Monday, October 27, 2025

Cut Adrift

One day, while scrolling somewhat mindlessly online, I stumble over someone’s reposting of one of Virginia Woolf’s (abridged) diary entries from Wednesday, October 15, 1931, which says:

“I will cut adrift – I will sit on pavements and drink coffee – I will dream; I will take my mind out of its iron cage and let it swim – this fine October.”

And that image of sitting to dream tugs at something half-asleep in my soul.

For there is the memory of sitting at cafes in this and other countries, sipping on some drink or the other while within my heart dreams sing in harmony. For there is the memory of all the ways my mind likes to swim. There are all the Octobers I can remember.

A series of golden and red-turned leaves drifting, fluttering, dancing to the ground. A rejoicing for cooler mornings. The promise of winter.  

It’s the word “dream” that reminds me of something else I saw (also when mindlessly scrolling). It was a video reel showing a man (presumably Dr. Kamal Sabran himself) making and recording sounds in a library-study-like room with music equipment, shelves, books, desks. These sounds, the click of a typewriter’s keys against the blip of pulsating bass next to a synthesizer’s stereo drumbeat, come one after the other as the following words play across the screen:  

“Do not try to be more productive than a machine.

Be more unpredictable than one.

Slow down. Sleep in. Be late. Dream sideways.

Every moment you refuse to hustle for the algorithm, you reclaim your right to be a human being—not a human doing.

Your value is not in output.

It’s in awe.

It’s in the fact that you still look at the sky and say: “Wow.”

We do not need to compete with AI.

We need to reclaim the terrain of the soul.

Let the machines optimize. Let them calculate, simulate, replicate.

We will imagine, wander, err, contradict, and wonder.

Our power is not in precision.

It’s in presence.  

Not in speed, but in stillness. 

Not in perfection, but in the poetic glitch of being alive.

The sparking words, more than the sounds, send me off to write a response of my own about slipping sideways out of the tumble of the cogs and doing as I dream.

It’s too easy to forget “the poetic glitch of being alive” and how to “cut adrift” in the sea-thrashing of becoming – becoming a better version of myself, becoming relevant, becoming authentic, becoming seen, becoming both the Jack of All Trades and the Master of Everything, becoming so good I can’t be ignored, becoming and becoming.

There’s nothing wrong with becoming.

But to breathe in time with the humming frequencies of the planets and the stars, to sway to the sweet rhythm of wind-rocked trees, to feel the tingle of blood in my fingertips is to remember.

And, oh, how good it is, like a full night’s sleep, to remember, to be beckoned soulward again, to be reminded of the gift of consciousness, creativity, wonder, and what it is to be alive.

 

  

 


Monday, September 29, 2025

Making Room

After years of pretending I don’t live here, I finally realize I do – that I’m living here, in this room, in this house, in this city, in this state, at least for now – and decide to unpack the items I’ve kept in storage in my mom’s garage since I left my Colorado place 14 years ago and moved to Peru.

In the process of converting the space from a guest room into my room, I rearrange furniture and hang up some of the artwork I’ve collected along the way in my travels, been given, or created myself.

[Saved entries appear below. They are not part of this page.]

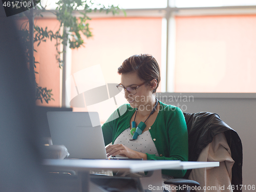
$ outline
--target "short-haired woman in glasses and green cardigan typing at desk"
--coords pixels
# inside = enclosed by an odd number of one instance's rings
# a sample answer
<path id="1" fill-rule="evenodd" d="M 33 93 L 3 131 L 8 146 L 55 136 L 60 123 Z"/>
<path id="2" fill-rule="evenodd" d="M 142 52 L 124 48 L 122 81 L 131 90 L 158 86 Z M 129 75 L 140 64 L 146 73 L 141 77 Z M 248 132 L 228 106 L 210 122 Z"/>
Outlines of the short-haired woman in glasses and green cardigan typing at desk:
<path id="1" fill-rule="evenodd" d="M 102 126 L 105 145 L 113 143 L 106 147 L 107 155 L 187 161 L 187 127 L 183 113 L 176 106 L 158 102 L 155 97 L 160 82 L 156 59 L 148 54 L 133 55 L 123 61 L 118 73 L 121 83 L 117 87 L 130 104 L 122 105 Z M 125 107 L 127 110 L 120 115 Z M 135 129 L 131 133 L 137 126 L 142 128 L 142 133 L 138 130 L 135 134 Z M 162 170 L 165 179 L 182 178 L 185 173 L 186 170 Z"/>

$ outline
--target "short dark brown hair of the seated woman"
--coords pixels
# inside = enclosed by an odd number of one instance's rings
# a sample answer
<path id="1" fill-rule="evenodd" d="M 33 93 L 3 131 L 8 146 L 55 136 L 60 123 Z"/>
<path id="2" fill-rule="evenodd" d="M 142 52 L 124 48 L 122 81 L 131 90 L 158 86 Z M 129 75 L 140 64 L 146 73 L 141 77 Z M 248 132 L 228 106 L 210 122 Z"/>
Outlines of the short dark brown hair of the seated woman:
<path id="1" fill-rule="evenodd" d="M 154 89 L 153 93 L 156 92 L 161 77 L 157 60 L 152 55 L 133 55 L 125 59 L 122 65 L 118 68 L 117 73 L 121 75 L 122 73 L 125 74 L 130 72 L 136 72 L 139 78 L 146 81 L 149 86 L 152 86 L 150 81 L 156 79 L 157 87 Z"/>

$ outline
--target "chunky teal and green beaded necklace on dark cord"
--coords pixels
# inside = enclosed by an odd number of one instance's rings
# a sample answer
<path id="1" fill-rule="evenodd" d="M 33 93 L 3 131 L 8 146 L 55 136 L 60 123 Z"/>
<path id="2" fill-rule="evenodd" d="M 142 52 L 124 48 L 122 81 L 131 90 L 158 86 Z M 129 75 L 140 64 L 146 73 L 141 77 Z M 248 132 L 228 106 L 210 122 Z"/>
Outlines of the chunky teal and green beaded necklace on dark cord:
<path id="1" fill-rule="evenodd" d="M 157 103 L 155 104 L 152 112 L 150 113 L 150 115 L 148 115 L 146 120 L 156 111 L 157 104 L 158 104 L 158 99 L 156 98 L 156 100 L 157 100 Z M 133 135 L 133 139 L 130 139 L 131 141 L 137 139 L 137 137 L 142 134 L 143 130 L 146 127 L 146 124 L 145 124 L 146 120 L 145 120 L 144 122 L 140 121 L 140 123 L 138 124 L 137 128 L 135 128 L 136 127 L 135 119 L 136 119 L 137 111 L 138 111 L 138 108 L 136 109 L 134 121 L 132 121 L 131 134 Z"/>

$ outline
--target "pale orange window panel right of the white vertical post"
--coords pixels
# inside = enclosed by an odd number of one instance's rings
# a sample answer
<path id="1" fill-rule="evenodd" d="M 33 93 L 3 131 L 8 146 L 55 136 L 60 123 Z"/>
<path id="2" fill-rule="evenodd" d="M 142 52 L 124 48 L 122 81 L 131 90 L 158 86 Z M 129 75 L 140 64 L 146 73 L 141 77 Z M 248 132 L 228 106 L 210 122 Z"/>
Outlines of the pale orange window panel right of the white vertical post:
<path id="1" fill-rule="evenodd" d="M 177 16 L 175 92 L 256 92 L 256 15 Z"/>

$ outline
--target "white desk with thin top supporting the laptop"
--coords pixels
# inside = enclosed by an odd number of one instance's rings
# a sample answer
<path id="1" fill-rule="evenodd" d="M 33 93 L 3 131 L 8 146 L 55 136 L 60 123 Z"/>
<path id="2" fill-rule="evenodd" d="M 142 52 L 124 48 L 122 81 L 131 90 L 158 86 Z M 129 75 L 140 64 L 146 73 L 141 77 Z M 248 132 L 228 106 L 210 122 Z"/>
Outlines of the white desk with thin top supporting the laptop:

I put books on the shelves. I engage my mom’s help in finding a comfy chair and a rug to tie it all together.

My nephew, a child of the videocall age, during a recent call in which he’d had me show him the room and noticed the new configuration with more open floor area, tells me, “Thank you for making more room for us to play in.”

As if I’d done it for him, for that purpose.

Well, maybe I did. As much for him as for me.

For what is life but our individual efforts to settle in? To make space to play in? To live our own stories? What is life but an attempt to find out where we belong, even if only temporarily?

Along those same lines, in this year of being a “professional writer,” I’m learning how to step into more of what I want and who I want to be. Even so, I still say professional writer with quotes around it. For I don’t quite know what that means. Except that I show up daily to write, put my work out for anyone to take it if they want to, and have begun to learn the ins and outs of marketing and advertising. It’s a process.   

Just as I did for the room, I’m putting parts of myself out on a shelf where anyone can read the titles. And as I do, as I dust and straighten spines, I’m pleased to see old favorites and familiar stories even as I make notes of the books I’d like to add—or in this analogy, the ways I’d like to change, grow, and become better. Not just as a writer, either, but also as a human.

I’m doing all this, so that one day, as my nephew did about my rearranging, I can thank myself for making room in this world for me to be me.